PDL CONSORTIUM SPEAKER SERIES

A ONE-AFTERNOON SERIES OF SPECIAL SDI TALKS BY
PDL CONSORTIUM VISITORS

DATE: Tuesday, May 7, 2019
TIME: 12:00 pm to 5:10 pm
PLACE: RMCIC Panther Hollow Room - RMCIC 4th Floor


SPEAKERS:

12:00 - 12:45 pm Ehsan Totoni, Intel
12:45 - 1:30 pm Luis Remis, Intel
1:30 - 1:50 break
1:50 - 2:35 pm Sathya Gunasekar, Facebook
2:35 - 3:20 pm Jim Cipar, Facebook
3:20 - 3:40 break
3:40 - 4:25 Aurosish Mishra, Oracle
4:25 - 5:10 Pat Helland, Salesforce

All talks located in RMCIC Panther Hollow Conference Room, 4th Floor.


SPEAKER: Ehsan Totoni, Intel
HPAT: compiling Python analytics codes to optimized HPC binary automatically

Data science and AI approaches promise intelligent applications using insights from large datasets. However, data scientists require programming frameworks that allow easy experimentation on big data, and productive development of complex data workloads. In addition, deployment of data applications requires high scalability and efficiency. Existing big data frameworks (e.g. Apache Spark) are far away from meeting these needs due to their high overhead master/executor library-based approach.

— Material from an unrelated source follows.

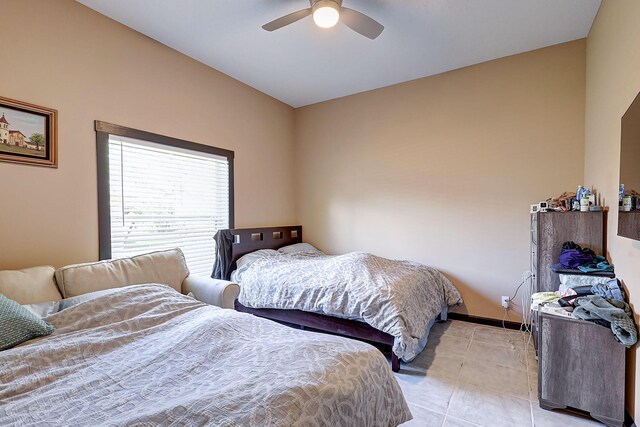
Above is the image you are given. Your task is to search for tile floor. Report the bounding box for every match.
[396,320,602,427]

High Performance Analytics Toolkit (HPAT) is a compiler-based big data framework that compiles Python analytics codes to optimized binaries with MPI automatically, providing Python productivity and HPC efficiency simultaneously. HPAT uses several domain-specific compiler techniques to achieve this goal, including a new auto-parallelization compiler algorithm that detects the underlying map/reduce parallel pattern. Furthermore, HPAT performs high level optimizations (e.g. fusion of operators) by treating analytics APIs (Pandas/Numpy) as a domain-specific language (DSL), but without imposing DSL limitations to the programmer. Performance evaluation of HPAT shows up to 2000x speedup over Spark for common benchmarks. In addition, several real applications demonstrate the benefits of the HPAT approach, including deployment from cloud to edge without any code rewrite. HPAT is under development as a software product to enable the next generation of data-centric applications.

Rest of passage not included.